# Part 2B: Low level API

Goal:
-----

explore h5py functionality to directly access the low level HDF5 API in Python.

h5py exposes the HDF5 low level API, which can be mixed with the high level interface.

[The HDF5 low level API](https://support.hdfgroup.org/HDF5/doc/RM/RM_H5Front.html) is subdivided into sections:
 * H5A : Attributes
 * H5D : Datasets
 * H5F : File interface

(...)

h5py wrap these functions in cython modules:
 * h5py.h5a
 * h5py.h5d
 * h5py.hdf
 
(...)

Most of the wrappers function live in a proxy class.
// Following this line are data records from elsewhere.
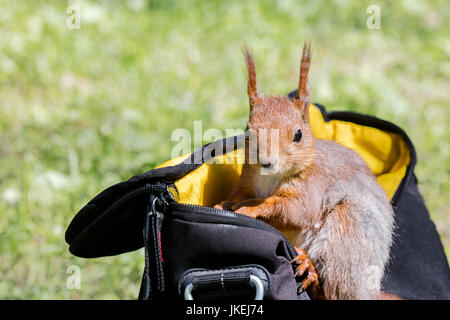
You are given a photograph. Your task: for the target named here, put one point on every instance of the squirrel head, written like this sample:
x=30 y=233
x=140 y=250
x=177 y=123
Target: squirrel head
x=285 y=143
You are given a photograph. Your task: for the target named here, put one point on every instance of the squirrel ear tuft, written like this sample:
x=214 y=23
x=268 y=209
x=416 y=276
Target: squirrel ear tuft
x=252 y=88
x=304 y=95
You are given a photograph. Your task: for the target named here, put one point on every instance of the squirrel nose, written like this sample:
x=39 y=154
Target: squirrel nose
x=266 y=165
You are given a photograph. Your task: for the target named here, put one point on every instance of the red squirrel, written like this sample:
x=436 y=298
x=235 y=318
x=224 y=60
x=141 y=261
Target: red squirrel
x=322 y=196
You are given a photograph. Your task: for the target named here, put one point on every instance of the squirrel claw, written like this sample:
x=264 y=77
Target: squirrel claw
x=304 y=264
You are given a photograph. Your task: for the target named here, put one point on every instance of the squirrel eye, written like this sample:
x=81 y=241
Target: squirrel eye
x=298 y=136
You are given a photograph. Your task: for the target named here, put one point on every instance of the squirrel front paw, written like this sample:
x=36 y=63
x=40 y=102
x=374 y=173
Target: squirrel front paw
x=304 y=264
x=247 y=211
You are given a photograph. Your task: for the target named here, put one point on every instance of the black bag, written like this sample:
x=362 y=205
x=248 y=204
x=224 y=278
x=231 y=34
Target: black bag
x=200 y=252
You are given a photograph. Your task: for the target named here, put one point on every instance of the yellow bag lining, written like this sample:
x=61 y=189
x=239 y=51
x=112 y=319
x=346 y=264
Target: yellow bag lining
x=386 y=153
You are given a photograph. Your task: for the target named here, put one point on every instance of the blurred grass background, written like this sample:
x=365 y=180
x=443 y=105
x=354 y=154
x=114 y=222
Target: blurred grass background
x=83 y=109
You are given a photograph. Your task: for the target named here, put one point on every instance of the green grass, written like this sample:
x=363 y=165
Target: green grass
x=83 y=109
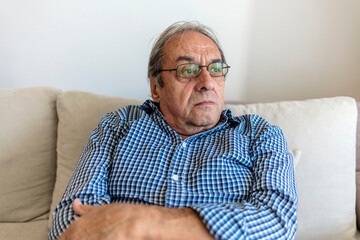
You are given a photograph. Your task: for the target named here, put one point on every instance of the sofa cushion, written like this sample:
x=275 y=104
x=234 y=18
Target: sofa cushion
x=33 y=230
x=79 y=113
x=28 y=152
x=324 y=131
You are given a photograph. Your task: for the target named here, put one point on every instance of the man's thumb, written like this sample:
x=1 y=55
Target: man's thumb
x=79 y=208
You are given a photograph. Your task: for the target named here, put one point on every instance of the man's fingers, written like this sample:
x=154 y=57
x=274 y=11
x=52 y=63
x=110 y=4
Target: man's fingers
x=79 y=208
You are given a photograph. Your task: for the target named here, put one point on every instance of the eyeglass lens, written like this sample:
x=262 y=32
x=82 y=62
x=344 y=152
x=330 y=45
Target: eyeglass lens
x=190 y=70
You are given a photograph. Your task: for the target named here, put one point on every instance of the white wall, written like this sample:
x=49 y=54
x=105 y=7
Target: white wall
x=303 y=49
x=277 y=49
For example the `H5D` functions are contained in the `DatasetID` class.

h5py low level API reference: http://api.h5py.org/index.html

In [3]:
import h5py
import numpy as np

In [90]:
f = h5py.File('dataset.h5', 'w')
f['/data'] = np.arange(100, dtype=np.int8)
f['/data'][:]

array([ 0,  1,  2,  3,  4,  5,  6,  7,  8,  9, 10, 11, 12, 13, 14, 15, 16,
       17, 18, 19, 20, 21, 22, 23, 24, 25, 26, 27, 28, 29, 30, 31, 32, 33,
       34, 35, 36, 37, 38, 39, 40, 41, 42, 43, 44, 45, 46, 47, 48, 49, 50,
       51, 52, 53, 54, 55, 56, 57, 58, 59, 60, 61, 62, 63, 64, 65, 66, 67,
       68, 69, 70, 71, 72, 73, 74, 75, 76, 77, 78, 79, 80, 81, 82, 83, 84,
       85, 86, 87, 88, 89, 90, 91, 92, 93, 94, 95, 96, 97, 98, 99], dtype=int8)

### H5Dget_storage_size() : get size of dataset on disk
```
H5Dget_storage_size
hsize_t H5Dget_storage_size( hid_t dataset_id )
```
HDF5 API reference: https://support.hdfgroup.org/HDF5/doc/RM/RM_H5D.html#Dataset-GetStorageSize

h5py API docs: http://api.h5py.org/h5d.html

In [92]:
dset = f['data']
dset

<HDF5 dataset "data": shape (100,), type "|i1">

In [93]:
dset.id

<h5py.h5d.DatasetID at 0x7f7ae425ed08>

The `DatasetID` class is a proxy object that wrap the H5D API in the Cython module `h5d.pyx`:


In [94]:
dset.id.get_storage_size()

100L

In [95]:
f.close()

## H5Pset_chunk_cache()
https://support.hdfgroup.org/HDF5/doc/RM/RM_H5P.html#Property-SetChunkCache

Setting the file properties (chunk cache size)

Inpired by the `h5py-cache` package by Mike Boyle: https://github.com/moble/h5py_cache
See also: https://stackoverflow.com/questions/14653259/



In [36]:
# create file access properties. H5Pcreate()
propfaid = h5py.h5p.create(h5py.h5p.FILE_ACCESS)

In [37]:
settings = list(propfaid.get_cache())
settings

[0, 521, 1048576, 0.75]

In [38]:
nslots = 521
chunk_cache_mem_size = 2 * 1024 * 1024  
w0 = 0.75
settings[1:] = (nslots, chunk_cache_mem_size, w0)

# 
propfaid.set_cache(*settings)

In [32]:
# open the file
mode = h5py.h5f.ACC_TRUNC
f = h5py.File(h5py.h5f.create(b'newfile.h5', flags=mode, fapl=propfaid))

`We now have a "regular" (high-level interface) `h5py.File` object:

In [33]:
f['some_dataset'] = [0, 1, 2]

In [34]:
list(f)

['some_dataset']

In [42]:
f.close()

ValueError: Not a file id (Not a file id)

# Exercise (Low level API)

* h5py low level API http://api.h5py.org
* HDF5 API reference https://support.hdfgroup.org/HDF5/doc/RM/RM_H5.html

- Create (or open, there's a difference!) a file using the HDF5 low level API.
- Investigate the objects returned by each call
- Use it in the high level API.
- Close it.


# Excercise (Parallel HDF5)

Create a parallel version of the Mandelbrot demonstration (SMWR).

No Parallel HDF5: Use multiprocessing to "roll your own".